Erdoğan ile Putin arasında Moskova’daki görüşme 1 saat 50 dakika sürdü. Görüşmede, Dışişleri Bakanı Mevlüt Çavuşoğlu, Milli Savunma Bakanı Hulusi Akar, Enerji ve Tabii Kaynaklar Bakanı Fatih Dönmez, Tarım ve Orman Bakanı Bekir Pakdemirli, MİT Başkanı Hakan Fidan, Cumhurbaşkanlığı İletişim Başkanı Fahrettin Altun ile Cumhurbaşkanlığı Sözcüsü İbrahim Kalın da bulundu.

PUTİN’İN AÇIKLAMASI

“Suriye topraklarındaki terörist grupların faaliyetlerine son verilmesi ile ilgili konular da görüşüldü. Özellikle, İdlib’de silahsızlaştırılmış bir bölge oluşturulması konusundaki RusTürk mutabakatının nasıl uygulandığını görüştük. Rusya ve Türkiye savunma bakanları İdlib’le ilgili ek görüşmeler gerçekleştirdi, işbirliği yapma konusunda anlaştı. Rusya ve Türkiye’nin İdlib bölgesindeki istikrarın sağlanması için hangi ek adımları atabileceği konusunda bilgi paylaşımı yaptık.”

“Türk dostlarımızın menfaatlerine özellikle güvenliğin sağlanması noktasında saygı duyuyoruz. Bugün çok ayrıntılı bir biçimde İdlib konusunu görüştük. Türk meslektaşlarımız, mutabakatlarını yerine getirmek için ellerinden geleni yapıyor. Tabii ki orada sorunlar var, biz bunları görüyoruz ama Türk meslektaşlarımızla önümüzdeki dönem neler yapılması gerektiği konusunda görüştük ve anlaşmaya vardık. Bizim ortak fikrimiz, bütün teröristlerle mücadele edilmesi gerekliliği. Anayasa komitesi ise çok önemli bir alan. Sahada başarılarımız uzun vadede sadece siyasi ve diplomatik yollarla çözülmesi mümkün. Suriye’de bütün taraflar arasında diyalog kurulması lazım. Bütün taraflar samimi bir istek göstermelidir.”

“Amerikan birliklerinin Suriye topraklarındaki varlığı yasal değil. Onların orada bulması için uluslararası hukuk bakımından herhangi bir gerekçe yok. Ne meşru hükümetin daveti ne de BM Güvenlik Konseyi’nin (BMGK) kararı söz konusu.”

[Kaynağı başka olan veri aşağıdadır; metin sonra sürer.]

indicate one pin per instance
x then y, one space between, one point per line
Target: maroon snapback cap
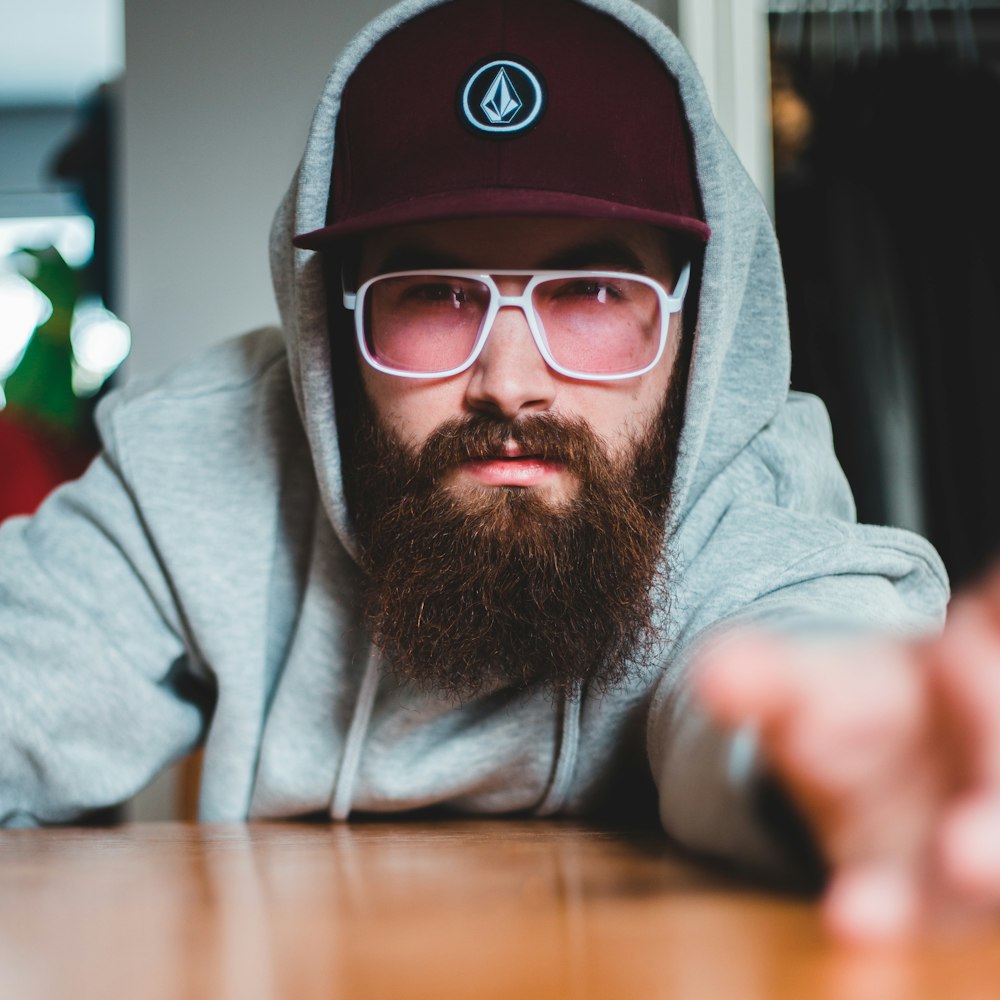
510 107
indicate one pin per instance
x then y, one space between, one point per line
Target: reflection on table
470 909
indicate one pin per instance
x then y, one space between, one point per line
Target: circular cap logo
502 97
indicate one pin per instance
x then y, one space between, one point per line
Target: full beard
466 593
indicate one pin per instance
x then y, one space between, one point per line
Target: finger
873 904
743 678
967 667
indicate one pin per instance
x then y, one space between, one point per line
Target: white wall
217 101
218 97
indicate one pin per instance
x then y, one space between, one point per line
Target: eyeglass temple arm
680 289
676 297
350 298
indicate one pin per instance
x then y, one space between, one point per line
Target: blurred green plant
40 388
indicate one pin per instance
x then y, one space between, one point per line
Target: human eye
589 288
433 290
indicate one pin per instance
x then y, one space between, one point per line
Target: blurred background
143 151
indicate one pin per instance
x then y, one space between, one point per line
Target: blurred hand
891 751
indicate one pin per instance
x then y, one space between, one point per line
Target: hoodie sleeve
95 694
715 796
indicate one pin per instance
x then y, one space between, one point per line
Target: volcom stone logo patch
502 98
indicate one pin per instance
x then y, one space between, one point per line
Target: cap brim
497 201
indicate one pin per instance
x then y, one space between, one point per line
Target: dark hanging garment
890 233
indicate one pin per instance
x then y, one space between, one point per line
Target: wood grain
443 909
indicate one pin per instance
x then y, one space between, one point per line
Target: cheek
412 408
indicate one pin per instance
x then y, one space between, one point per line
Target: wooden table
470 909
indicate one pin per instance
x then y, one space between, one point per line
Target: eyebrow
599 254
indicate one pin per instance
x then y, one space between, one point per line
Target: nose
510 377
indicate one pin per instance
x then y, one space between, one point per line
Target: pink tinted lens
424 323
600 326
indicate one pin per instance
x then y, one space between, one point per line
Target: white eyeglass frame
670 303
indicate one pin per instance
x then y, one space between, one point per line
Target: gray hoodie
199 584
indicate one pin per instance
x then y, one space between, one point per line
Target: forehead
518 243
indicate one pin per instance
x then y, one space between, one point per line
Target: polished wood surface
443 909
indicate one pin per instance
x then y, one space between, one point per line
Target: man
524 457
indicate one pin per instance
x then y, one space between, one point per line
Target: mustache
569 441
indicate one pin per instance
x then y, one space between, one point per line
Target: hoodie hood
740 361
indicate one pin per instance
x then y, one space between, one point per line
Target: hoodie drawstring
343 790
569 745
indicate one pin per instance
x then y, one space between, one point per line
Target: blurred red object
33 462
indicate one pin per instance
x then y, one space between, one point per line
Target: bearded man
520 467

“ABD yönetiminin Amerikan askerlerini ülkenin kuzeydoğusundan çekme niyetinin Suriye’de gelecekteki gelişmeleri ne şekilde etkileyeceğini konuştuk. Bu kararlar gerçekten uygulanacak olursa, bu olumlu bir aşama olacak, Suriye’nin şu an Kürtlerin kontrolünde bulunan bu gergin bölgesindeki istikrarın sağlanmasına katkıda bulunur.”

“Şam’ın Kürtlerin temsilcileriyle diyalog kurmasını destekliyoruz. Böyle bir diyalog, Suriye toplumunun beraberliğine ve ulusal barışa katkı sunacak, sadece Suriye’nin değil tüm komşu ülkelerin de yararına olacak.”

“Rus ve Türk diplomatların İranlı meslektaşlarıyla ile tam temas halinde Suriye anayasa komitesinin içinde yer alacak olanlar ile ilgili mutabakat için ciddi bir çalışma yaptığını, İstanbul’da Fransız ve Alman tarafıyla varılan tüm anlaşmaları yerine getirdiklerini hatırlatmak isterim.”

‘RUSYA İLE SORUN YOK’

“Güvenli bölge konusunda başta liderler olmak üzere ilgili bakan arkadaşlarımız görüşmelerini devam ettiriyorlar. Bu konuda bizler için tehdit oluşturan bölgelerin hassasiyeti büyük önem arz ediyor. Tehdit oluşturan bölgelerdeki tedbirleri alma noktasında Amerika olumlu yaklaşımını bizlere zaten ifade etti. O da bildiğiniz gibi yaklaşık bir 3032 kilometre derinliğinde bir bölge idi. Bu konuyla ilgili Rusya ile de herhangi bir sıkıntımız yok. ABD’nin çekilme sürecinde, terör örgütlerinin istismar edebileceği bir boşluğun doğmaması kritik önemdedir.”

“Gerek İdlib Mutabakatı’nın, gerekse 4’lü Suriye Zirvesi’nin sonuçlarının uygulanmasının takibini yaptık. İdlib başta olmak üzere arazideki gelişmeleri gözden geçirdik. ABD’nin çekilme kararı üzerinde değerlendirmeler yaptık. Türkiye ve Rusya iş birliği, Suriye’nin barış, güvenlik ve istikrarı açısından mihenk taşıdır.”

“Türkiye olarak yegane amacımızın başta DEAŞ olmak üzere PYD/YPG gibi terör örgütlerinin temizlenmesi görevimizi özellikle ifade ettim. Bunları kimin desteklediğini, kimin provoke ettiğini de gayet iyi biliyoruz. Türk Rus iş birliğini dinamitlemeyi hedefleyen, özellikle terör örgütlerine karşı da ortak bir mücadelenin gereğini ifade etmek istiyorum.”